GemFire XD uses multiple failure detection algorithms to detect replication problems quickly. GemFire XD replication design focuses on consistency, and does not allow suspect members or network-partitioned members to operate in isolation.

Configuring suspect-member Alerts

When any member of the distributed system fails, it is important for other services to detect the loss quickly and transition application clients to other members. Any peer or server in the cluster can detect a problem with another member of the cluster, which initiates "SUSPECT" processing with the membership coordinator. The membership coordinator then determines whether the suspect member should remain in the distributed system or should be removed.

Use the ack-wait-threshold property to configure how long a GemFire XD peer or server waits to receive an acknowledgment from other members that are replicating a table's data. The default value is 15 seconds; you specify a value from 0 to 2147483647 seconds. After this period, the replicating peer sends a severe alert warning to other members in the distributed system, raising a "suspect_member" alert in the cluster.

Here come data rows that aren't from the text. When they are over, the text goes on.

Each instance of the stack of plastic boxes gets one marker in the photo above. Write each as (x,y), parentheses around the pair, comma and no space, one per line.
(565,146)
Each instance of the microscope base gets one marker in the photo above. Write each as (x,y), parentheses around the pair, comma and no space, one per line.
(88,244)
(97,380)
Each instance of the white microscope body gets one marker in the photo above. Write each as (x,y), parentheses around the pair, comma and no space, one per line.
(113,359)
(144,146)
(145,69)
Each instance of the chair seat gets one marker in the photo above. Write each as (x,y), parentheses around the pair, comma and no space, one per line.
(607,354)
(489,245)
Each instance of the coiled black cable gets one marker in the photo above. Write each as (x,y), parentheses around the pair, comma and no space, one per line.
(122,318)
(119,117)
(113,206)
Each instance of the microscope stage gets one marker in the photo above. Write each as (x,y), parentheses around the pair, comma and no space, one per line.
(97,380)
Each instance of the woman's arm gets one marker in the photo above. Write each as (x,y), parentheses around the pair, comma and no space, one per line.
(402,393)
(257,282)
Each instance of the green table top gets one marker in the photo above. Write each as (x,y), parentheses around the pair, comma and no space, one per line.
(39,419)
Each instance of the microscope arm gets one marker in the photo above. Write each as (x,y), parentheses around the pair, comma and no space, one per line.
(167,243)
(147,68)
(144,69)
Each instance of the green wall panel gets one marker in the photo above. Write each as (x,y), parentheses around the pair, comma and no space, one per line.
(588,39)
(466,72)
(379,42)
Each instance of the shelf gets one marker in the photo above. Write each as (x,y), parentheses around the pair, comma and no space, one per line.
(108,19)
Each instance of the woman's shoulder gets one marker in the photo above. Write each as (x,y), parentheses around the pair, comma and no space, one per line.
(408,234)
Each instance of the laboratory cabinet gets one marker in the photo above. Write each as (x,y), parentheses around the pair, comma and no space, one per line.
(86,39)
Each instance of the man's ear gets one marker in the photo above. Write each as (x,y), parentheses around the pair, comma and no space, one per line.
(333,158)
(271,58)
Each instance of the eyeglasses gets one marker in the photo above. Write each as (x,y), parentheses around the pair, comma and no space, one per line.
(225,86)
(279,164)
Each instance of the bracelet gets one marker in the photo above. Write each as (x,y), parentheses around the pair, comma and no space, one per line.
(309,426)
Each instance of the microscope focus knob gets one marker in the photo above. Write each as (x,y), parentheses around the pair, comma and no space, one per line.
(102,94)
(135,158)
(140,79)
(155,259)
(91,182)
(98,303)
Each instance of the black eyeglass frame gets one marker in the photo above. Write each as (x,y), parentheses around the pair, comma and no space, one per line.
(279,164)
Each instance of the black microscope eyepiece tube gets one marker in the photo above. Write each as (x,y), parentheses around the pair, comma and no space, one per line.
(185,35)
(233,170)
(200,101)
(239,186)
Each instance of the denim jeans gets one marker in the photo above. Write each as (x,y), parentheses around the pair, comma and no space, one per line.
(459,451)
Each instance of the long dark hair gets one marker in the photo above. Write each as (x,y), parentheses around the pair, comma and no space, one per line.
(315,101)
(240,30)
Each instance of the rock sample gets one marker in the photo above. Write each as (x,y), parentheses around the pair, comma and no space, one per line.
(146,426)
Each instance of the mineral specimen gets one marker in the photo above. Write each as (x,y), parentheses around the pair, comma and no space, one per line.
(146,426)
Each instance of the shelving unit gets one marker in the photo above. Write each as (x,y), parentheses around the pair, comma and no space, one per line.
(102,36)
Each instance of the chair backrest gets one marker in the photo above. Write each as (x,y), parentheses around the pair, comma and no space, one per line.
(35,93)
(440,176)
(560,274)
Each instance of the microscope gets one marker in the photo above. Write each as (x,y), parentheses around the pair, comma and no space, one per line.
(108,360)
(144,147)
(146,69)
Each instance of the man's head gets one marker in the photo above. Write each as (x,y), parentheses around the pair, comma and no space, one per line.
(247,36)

To configure how long the cluster waits for this alert to be acknowledged, set the ack-severe-alert-threshold property. The default value is zero, which disables the property.

How Replication Failure Occurs

Failures during replication can occur in the following ways:
  • A replica fails before sending an acknowledgment.

    The most common failure occurs when a member process is terminated during replication. When this occurs, the TCP connection from all members is terminated, and the membership view is updated quickly to reflect the change. The member who initiated replication continues replicating to other members.

    If instead of terminating, the process stays alive (but fails to respond) the initiating member waits for a period of time and then raises an alert with the distributed system membership coordinator. The membership coordinator evaluates the health of the suspect member based on heartbeats and health reports from other members in the distributed system. The coordinator may decide to evict the member from the distributed system, in which case it communicates this change in the membership view to all members. At this point, the member that initiated replication proceeds and completes replication using available peers and servers. In addition, clients connected to this member are automatically re-routed to other members.

  • An "Owning" member fails.

    If the designated owner of data for a certain key fails, the system automatically chooses another replica to become the owner for the key range that the failed member managed. The updating thread is blocked while this transfer takes place. If at least one replica is available, the operations always succeeds from the application's viewpoint.